Have you ever had one of those sales calls where you know you are SO right for the client that you are practically bouncing out of your seat? Have you ever wondered why the person didn’t buy from you?
When selling one of the number one mistakes I see people make is they are so focused on getting to yes that they miss all the flags the customer holds up. This means that you end up presenting the entire time on what you have to offer, they pepper you with questions and you leave proud that you had the right answers to their questions. And then…the deal never comes through and you are stumped as to why.
So what happened?
When you go for the yes your brain automatically focuses on:
1. Looking knowledgeable to the client.
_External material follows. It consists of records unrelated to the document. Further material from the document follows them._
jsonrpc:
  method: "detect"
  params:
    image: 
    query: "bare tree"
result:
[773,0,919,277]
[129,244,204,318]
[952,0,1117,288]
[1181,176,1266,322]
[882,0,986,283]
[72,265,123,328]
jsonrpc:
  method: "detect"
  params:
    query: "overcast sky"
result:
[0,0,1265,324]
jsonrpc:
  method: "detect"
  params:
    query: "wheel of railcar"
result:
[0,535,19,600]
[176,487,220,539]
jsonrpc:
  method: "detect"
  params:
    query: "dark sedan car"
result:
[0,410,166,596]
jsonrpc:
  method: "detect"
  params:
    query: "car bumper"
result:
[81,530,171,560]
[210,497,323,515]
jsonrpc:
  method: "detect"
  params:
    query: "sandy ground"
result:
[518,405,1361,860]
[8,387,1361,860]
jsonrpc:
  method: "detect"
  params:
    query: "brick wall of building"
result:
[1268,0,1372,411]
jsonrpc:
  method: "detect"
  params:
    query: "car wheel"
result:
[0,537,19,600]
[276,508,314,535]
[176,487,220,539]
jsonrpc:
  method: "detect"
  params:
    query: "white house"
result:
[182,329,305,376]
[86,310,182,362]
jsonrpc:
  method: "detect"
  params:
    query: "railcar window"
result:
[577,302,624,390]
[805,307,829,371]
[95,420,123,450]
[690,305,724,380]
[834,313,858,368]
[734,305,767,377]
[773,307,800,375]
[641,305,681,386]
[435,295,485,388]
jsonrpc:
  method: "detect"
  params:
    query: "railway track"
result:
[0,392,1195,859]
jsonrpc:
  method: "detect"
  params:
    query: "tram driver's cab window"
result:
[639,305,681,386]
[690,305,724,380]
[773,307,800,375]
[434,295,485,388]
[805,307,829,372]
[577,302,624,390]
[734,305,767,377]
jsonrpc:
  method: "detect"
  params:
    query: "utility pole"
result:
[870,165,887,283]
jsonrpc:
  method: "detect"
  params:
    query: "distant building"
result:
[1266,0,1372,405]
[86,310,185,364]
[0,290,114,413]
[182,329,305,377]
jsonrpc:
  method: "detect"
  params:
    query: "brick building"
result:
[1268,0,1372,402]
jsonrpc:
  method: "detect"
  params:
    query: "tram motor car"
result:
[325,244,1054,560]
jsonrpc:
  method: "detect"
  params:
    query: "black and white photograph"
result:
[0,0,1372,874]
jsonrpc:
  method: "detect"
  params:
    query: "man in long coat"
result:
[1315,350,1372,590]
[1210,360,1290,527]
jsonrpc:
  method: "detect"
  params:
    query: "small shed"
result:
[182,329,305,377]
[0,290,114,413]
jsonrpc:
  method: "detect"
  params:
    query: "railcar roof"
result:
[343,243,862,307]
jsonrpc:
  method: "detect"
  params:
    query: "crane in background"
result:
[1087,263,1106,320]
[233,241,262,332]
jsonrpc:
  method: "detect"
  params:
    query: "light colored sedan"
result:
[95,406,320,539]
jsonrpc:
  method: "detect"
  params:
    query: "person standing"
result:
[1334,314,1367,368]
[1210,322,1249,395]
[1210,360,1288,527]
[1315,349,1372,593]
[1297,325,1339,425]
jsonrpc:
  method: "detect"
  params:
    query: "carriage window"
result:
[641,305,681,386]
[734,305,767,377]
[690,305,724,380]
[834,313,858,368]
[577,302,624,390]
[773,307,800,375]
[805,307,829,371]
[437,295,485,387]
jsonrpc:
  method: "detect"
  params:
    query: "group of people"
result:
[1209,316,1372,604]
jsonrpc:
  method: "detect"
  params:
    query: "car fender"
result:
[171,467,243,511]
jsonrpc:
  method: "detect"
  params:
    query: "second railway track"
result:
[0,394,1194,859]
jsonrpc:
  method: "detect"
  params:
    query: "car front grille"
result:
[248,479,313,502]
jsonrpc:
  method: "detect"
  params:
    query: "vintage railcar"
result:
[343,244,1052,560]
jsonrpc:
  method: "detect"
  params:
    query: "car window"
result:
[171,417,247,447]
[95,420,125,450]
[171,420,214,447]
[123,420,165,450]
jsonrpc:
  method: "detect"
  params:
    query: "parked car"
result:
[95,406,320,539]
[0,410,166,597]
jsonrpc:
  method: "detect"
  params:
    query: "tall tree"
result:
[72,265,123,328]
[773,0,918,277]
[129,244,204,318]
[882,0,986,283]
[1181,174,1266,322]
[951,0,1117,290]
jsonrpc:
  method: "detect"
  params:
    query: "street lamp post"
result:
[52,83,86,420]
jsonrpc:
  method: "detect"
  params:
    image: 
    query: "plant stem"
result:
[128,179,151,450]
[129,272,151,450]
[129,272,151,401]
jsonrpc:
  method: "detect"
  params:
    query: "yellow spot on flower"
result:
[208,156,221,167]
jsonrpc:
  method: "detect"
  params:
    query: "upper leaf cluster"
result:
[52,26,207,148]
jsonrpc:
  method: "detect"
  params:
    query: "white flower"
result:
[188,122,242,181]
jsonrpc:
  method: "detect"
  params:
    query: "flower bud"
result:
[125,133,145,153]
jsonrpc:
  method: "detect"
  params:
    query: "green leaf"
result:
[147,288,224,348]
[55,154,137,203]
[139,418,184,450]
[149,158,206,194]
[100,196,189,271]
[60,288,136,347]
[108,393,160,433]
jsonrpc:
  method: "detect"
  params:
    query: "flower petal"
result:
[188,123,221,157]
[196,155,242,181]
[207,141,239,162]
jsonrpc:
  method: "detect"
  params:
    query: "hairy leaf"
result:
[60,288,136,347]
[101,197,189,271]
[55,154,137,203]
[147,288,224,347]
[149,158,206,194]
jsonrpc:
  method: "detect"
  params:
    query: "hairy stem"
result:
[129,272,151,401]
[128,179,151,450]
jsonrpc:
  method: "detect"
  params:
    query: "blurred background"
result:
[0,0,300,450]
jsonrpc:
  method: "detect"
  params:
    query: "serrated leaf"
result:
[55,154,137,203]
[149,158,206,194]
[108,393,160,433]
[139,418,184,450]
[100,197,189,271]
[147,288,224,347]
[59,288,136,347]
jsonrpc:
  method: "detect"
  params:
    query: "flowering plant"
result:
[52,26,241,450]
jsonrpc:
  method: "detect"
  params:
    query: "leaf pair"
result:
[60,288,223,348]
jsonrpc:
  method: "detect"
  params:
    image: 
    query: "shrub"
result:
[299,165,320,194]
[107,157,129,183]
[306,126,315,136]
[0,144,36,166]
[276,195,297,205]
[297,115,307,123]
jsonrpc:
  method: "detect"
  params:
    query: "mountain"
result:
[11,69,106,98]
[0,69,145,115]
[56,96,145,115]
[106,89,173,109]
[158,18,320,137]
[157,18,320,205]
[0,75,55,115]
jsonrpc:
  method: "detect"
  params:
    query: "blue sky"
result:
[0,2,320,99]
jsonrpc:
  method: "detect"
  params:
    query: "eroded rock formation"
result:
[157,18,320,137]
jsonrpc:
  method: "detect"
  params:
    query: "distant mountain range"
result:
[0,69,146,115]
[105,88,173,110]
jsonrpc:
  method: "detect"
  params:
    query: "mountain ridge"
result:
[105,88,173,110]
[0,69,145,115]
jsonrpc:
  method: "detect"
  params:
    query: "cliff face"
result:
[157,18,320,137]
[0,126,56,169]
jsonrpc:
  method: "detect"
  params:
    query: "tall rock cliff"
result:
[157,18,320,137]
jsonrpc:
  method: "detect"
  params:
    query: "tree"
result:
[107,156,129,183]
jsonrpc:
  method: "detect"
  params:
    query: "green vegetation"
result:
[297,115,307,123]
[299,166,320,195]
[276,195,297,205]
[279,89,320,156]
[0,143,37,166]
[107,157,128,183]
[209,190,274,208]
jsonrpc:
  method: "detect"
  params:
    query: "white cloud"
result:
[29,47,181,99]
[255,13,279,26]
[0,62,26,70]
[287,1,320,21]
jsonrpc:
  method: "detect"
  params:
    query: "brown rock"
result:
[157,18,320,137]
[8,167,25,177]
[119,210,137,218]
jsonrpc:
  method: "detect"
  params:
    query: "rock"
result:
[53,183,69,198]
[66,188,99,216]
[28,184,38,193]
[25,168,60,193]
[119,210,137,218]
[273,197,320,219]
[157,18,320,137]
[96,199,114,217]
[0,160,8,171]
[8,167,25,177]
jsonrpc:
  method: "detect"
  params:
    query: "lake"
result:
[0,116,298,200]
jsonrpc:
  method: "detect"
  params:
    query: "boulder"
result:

This means that knowing your “stuff” becomes more important to your brain them helping them with their “stuff.”
3. Listening for the fit. This means you are listening for what will weed you in versus what will weed you out. Therefore, the what will weed you out discussion happens without you present. I would rather you were there to candidly talk about why it would or wouldn’t fit with their needs; how you stack up against the competition, and what obstacles they need to overcome internally in order to take action on what you share.
What you want to do instead is have your brain focused on truly listening to what the client needs, why they believe they need it (think what pain do they think it will eliminate), and what fears they have with making a change. Once you open up your listening you are better able to “hear” both the opportunities and the blockers. Since they don’t feel any pressure that you are trying to sell them something they will start to share more candidly with you. This leads to greater cross selling and larger contracts. Your expertise is felt, not in what you share, but in what insights you help them uncover.
Take Action: At your next client meeting try to spend 30% of the time talking and get them to talk 70% of the time. See what information comes up that you normally never have access to otherwise.